Nothing can ever make sense in this swamp. That’s why we’re not doing any mudwrestling in this document; there’s never any point in engaging beliefs at their own level. Nor do we need to borrow their validity with one hand while invalidating them with the other. For instance, we don’t need to cite elements of quantum theory to bolster C-Rex (Consciousness is all there is) so it can then invalidate quantum theory.
The four broad categories of belief-system are philosophy, science, spirituality and religion. Religion is the strongest because it’s primarily emotional. However, it’s also the least credible and requires the most external reinforcement. It’s easy to see how someone might think light exists, or that Plato was a toga’d rockstar, or that meditation with a Zen motif can constitute a vehicle to somewhere, so those belief systems can chug along on their own steam, but the monotheistic religions are so intellectually flaccid that they can only remain erect by artificial means.

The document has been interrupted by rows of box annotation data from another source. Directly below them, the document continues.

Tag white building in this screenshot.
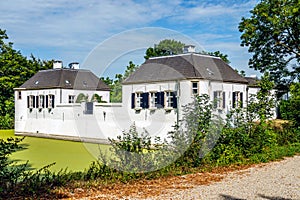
[15,53,266,142]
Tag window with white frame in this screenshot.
[214,91,226,109]
[68,95,75,103]
[135,92,143,108]
[38,95,45,108]
[192,81,199,95]
[149,92,158,108]
[165,91,173,108]
[27,95,35,108]
[232,91,243,108]
[47,94,54,108]
[18,91,22,100]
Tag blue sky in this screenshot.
[0,0,258,76]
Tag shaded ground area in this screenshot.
[57,155,300,200]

The means is emotion and the emotion is fear.
Ultimately, of course, philosophy, science, and spirituality are no better than religion. There is no such thing as light, Plato played air guitar, and no amount of meditation can get you anywhere because there’s nowhere to go. Scientists might suppose themselves the sanest or least gullible because they have facts on their side, but their facts are written on the back of a giant turtle right alongside the facts of the immaculate conception and the virgins-forkillers incentive program.
Yes, fine, but what does any of this have to do with a theory of everything?

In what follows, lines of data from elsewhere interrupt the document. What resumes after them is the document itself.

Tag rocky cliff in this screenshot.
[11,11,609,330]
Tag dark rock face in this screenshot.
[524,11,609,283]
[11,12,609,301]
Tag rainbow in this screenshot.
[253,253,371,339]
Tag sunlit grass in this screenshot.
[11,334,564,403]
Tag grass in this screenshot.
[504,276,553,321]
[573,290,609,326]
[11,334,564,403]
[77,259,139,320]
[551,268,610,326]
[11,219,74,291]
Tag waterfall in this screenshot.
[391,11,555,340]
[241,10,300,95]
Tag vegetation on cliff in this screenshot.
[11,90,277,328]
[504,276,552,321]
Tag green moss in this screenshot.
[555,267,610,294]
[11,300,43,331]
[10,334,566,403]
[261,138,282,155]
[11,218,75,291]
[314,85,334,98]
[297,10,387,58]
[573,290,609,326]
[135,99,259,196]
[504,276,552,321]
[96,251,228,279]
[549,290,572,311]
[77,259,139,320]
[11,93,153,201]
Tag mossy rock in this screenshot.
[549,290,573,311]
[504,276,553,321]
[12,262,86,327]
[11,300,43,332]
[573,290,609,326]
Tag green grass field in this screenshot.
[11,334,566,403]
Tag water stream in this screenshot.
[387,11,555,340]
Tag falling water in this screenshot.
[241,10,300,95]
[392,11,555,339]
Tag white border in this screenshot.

This: The defining feature of a monotheistic worldview is One Almighty God. It’s a short step from saying that there is One Almighty God to saying that One Almighty God is a theory of everything – the prime mover, the uncaused cause, the magic turtle that supports unsupported. No, it doesn’t make sense, but it doesn’t have to, that’s the magic part. Religions don’t have to stand on their own merit because they’re supported by the emotional buttressing of millions of needy believers.

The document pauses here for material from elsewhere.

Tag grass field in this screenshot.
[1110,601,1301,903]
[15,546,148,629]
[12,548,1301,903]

Which is not to say that there’s no there there. If, as has been said, all religions contain a core truth, then the reality underpinning the religious experience is the same reality underpinning everything; overlighting intelligence, energy, flow and obstruction, co-creation, our direct connection to the absolute and infallible. The degree to which we are able to surrender ourselves and disempower ego is the degree to which we are able to let ourselves be guided, informed and enriched by this overlighting intelligence. In holy books this surrender appears as Thy Will be Done, Brahma is the Charioteer, the Will of Allah. This is the underlying reality of being, and anyone should be able to see this in their own life regardless of how much ego they pile over it. Anyone can see patterns unfold, desires manifest, prayers answered; the trick is to see what’s there and no more. What’s there is enough; we don’t need to use it as a foundation for cockamamie belief systems.
And that’s what they don’t know in the swamp. They don’t know that truth exists – that they don’t have to make it up.